Opening a common band communication channel, Gregory initiated a prerecorded sales pitch, while conferring with the armament operators at their sub-station consoles around the room. It is, thought Gregory, important that they know I will defend my claim on Avon successfully, but after they capitulate, know the systems used are for sale.
In the flagship Gettysburg, the drone of Gregory's macabre commercial was picked up and aired for the bridge crew, for whatever tactical advantage might be gleaned from it. Baine listened with half an ear, eyes fixed on the tactical displays, frantically trying to take in the extent of the disaster they detailed.
Over a background of military marching music, the voice of an announcer proclaimed. "The problem with all previous offensive and defensive armament has always been its limitation to the quantity of materials on hand. A single ship or small force is almost always obliged to retreat before one better supplied or equipped, when tactical considerations do not dominate."

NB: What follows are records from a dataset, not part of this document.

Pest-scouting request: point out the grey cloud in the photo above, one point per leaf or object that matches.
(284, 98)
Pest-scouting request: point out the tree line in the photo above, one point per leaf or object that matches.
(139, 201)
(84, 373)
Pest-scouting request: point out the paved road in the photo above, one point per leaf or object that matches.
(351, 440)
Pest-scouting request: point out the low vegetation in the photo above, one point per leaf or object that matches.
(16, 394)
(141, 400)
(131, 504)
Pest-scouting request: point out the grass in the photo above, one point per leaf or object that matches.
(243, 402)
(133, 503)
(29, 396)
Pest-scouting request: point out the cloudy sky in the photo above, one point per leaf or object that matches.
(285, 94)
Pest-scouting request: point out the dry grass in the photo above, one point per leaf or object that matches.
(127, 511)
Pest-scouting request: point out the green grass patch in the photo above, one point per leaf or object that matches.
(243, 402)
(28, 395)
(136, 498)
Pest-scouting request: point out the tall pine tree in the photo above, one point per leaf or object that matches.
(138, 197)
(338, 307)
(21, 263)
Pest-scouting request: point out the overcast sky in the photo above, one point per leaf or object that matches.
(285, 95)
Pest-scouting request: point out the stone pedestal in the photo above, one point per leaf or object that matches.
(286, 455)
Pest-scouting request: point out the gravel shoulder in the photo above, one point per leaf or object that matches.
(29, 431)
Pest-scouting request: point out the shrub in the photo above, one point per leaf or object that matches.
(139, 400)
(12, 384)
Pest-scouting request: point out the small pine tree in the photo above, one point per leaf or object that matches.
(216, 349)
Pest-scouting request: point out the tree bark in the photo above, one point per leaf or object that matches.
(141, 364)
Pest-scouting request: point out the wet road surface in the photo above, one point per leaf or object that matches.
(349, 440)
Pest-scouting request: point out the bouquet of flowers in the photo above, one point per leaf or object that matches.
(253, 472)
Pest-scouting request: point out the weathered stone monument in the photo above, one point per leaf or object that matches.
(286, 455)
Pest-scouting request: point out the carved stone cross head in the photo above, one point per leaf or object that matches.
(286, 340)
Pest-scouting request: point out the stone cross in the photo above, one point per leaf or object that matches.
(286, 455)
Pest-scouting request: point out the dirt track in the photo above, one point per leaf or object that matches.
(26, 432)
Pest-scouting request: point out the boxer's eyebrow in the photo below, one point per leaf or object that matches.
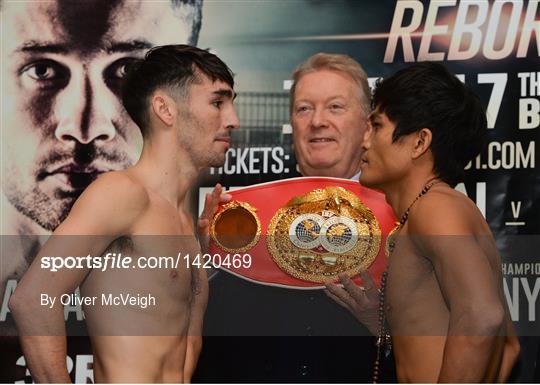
(33, 46)
(225, 93)
(128, 46)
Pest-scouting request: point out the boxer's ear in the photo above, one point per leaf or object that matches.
(422, 142)
(164, 107)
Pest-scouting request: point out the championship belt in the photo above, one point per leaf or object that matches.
(302, 232)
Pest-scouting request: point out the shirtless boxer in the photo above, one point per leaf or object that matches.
(182, 99)
(443, 297)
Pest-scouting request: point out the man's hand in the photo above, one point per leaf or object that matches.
(361, 301)
(211, 203)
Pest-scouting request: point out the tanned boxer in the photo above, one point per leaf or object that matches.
(442, 300)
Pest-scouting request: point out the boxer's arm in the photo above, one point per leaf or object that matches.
(510, 353)
(91, 225)
(194, 337)
(468, 285)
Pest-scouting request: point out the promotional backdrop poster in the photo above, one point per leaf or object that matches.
(492, 46)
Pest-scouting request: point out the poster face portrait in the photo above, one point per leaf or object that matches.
(63, 122)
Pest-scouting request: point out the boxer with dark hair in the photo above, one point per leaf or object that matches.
(442, 296)
(182, 98)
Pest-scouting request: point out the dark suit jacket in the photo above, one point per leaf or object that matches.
(257, 333)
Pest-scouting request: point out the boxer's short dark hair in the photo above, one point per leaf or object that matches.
(171, 67)
(427, 95)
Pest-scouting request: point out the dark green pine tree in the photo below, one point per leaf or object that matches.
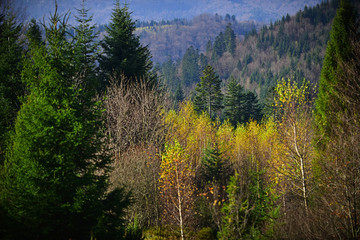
(122, 50)
(86, 50)
(234, 102)
(179, 94)
(34, 32)
(253, 109)
(219, 47)
(208, 92)
(55, 179)
(214, 167)
(339, 51)
(11, 88)
(190, 67)
(230, 38)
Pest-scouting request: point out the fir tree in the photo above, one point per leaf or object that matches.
(55, 177)
(208, 92)
(123, 52)
(190, 67)
(234, 102)
(34, 32)
(253, 109)
(339, 51)
(229, 37)
(11, 88)
(86, 49)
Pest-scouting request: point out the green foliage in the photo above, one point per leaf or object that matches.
(339, 51)
(247, 215)
(168, 74)
(57, 166)
(234, 102)
(208, 92)
(213, 167)
(86, 50)
(229, 38)
(133, 231)
(252, 110)
(34, 32)
(190, 68)
(11, 88)
(122, 50)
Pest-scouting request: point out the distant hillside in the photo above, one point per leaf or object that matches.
(293, 47)
(170, 39)
(244, 10)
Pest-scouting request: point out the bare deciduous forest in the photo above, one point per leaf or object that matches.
(252, 137)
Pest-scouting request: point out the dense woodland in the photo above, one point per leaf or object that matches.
(292, 47)
(98, 143)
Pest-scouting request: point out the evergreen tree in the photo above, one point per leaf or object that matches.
(86, 49)
(11, 88)
(253, 109)
(208, 92)
(123, 52)
(55, 178)
(179, 94)
(219, 46)
(229, 37)
(190, 67)
(234, 102)
(34, 32)
(339, 51)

Baine's eyes flickered constantly over the situation display. A tight frustrated look haunted his features and his lips moved constantly as he relayed orders through the command channel pickup at his throat. I am facing a madman! The battleships were now deploying their fighters, attempting to enclose Gregory's odd ship. A deep thrumming vibrated through the Gettysburg's structural members as a thousand dandelion missiles belched from the fusilier bay. The missiles spat out, riding their initial explosive charges, then fired their propellant burn cycles and sped off toward the specified orbital paths around Avon.
"Enter St. Croix Military Division's new age battle systems! Completely free of material constraints beyond those required for installation of the system itself, St. Croix technology leverages the materials of war instead of maintaining cumbersome inventories of them. A single ship can deploy the destructive armament equivalent to a fleet of any size..."

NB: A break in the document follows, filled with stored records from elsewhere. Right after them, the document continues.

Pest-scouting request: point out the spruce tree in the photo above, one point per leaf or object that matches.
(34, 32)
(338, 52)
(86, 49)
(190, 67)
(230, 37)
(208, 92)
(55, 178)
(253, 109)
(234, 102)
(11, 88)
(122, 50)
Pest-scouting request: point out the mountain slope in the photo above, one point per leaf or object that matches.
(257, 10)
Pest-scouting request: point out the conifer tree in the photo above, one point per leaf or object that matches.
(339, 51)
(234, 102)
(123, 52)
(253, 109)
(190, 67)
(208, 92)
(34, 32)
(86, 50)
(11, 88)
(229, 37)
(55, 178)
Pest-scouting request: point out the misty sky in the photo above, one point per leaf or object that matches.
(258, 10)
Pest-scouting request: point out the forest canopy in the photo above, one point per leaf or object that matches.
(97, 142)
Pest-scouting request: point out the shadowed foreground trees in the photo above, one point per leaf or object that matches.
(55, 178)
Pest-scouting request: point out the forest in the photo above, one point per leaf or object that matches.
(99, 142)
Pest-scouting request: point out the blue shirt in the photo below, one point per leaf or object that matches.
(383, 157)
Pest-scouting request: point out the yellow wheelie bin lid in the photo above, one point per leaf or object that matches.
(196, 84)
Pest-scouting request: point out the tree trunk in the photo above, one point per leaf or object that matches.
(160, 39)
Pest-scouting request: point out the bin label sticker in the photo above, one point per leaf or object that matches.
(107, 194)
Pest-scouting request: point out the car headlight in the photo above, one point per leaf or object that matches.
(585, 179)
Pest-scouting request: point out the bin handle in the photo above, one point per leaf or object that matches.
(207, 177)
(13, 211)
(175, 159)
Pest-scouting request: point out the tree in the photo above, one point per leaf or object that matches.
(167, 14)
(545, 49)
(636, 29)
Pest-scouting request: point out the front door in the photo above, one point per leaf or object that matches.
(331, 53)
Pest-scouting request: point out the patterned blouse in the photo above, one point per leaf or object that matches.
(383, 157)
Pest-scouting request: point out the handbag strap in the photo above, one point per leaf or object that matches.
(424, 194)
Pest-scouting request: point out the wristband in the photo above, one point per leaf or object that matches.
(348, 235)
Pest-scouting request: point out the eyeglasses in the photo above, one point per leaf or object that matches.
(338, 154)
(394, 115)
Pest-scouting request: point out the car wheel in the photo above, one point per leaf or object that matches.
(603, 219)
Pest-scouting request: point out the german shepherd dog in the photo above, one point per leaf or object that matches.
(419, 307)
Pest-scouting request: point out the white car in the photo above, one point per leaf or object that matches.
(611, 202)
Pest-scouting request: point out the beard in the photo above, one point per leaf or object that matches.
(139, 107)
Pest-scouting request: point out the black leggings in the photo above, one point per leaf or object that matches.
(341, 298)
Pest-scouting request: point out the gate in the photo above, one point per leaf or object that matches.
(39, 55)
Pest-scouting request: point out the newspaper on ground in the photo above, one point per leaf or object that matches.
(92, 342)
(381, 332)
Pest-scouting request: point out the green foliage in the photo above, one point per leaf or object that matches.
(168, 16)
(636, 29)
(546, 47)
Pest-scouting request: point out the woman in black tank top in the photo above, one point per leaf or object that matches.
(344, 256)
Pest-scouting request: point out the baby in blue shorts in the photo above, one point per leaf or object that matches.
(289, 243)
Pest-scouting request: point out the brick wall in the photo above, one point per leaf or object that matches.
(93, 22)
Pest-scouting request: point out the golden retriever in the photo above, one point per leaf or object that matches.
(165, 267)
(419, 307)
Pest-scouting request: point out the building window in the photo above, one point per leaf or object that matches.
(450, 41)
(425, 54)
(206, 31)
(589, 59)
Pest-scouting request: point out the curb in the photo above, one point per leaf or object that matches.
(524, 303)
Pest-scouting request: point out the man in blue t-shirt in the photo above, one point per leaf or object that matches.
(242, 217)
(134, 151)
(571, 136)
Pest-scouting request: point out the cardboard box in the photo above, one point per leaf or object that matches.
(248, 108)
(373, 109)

Major Mattson turned to Baine. "Clear me an orbit to ground path! I need to get my marines down to that base of his."
"I deployed dandelions to sweep the orbital paths clean of mines," said Baine. "They should start cleaning up in about ten minutes."
Gregory's infomercial continued brightly in the background."... tailor a response to any attack or defense, without the tell-tale traces of deployment left by other weapons!"
A plane of nuclear fire a tenth of an inch thick and several hundred miles square appeared suspended between the swift rush of the dandelions and the planet's atmosphere. Winks of fire blossomed as the missiles touched the screen and dissolved into vapor. Elsewhere, a thousand small chunks of asteroid debris were silently dissolved to fuel the nuclear violence of the ghostly shield.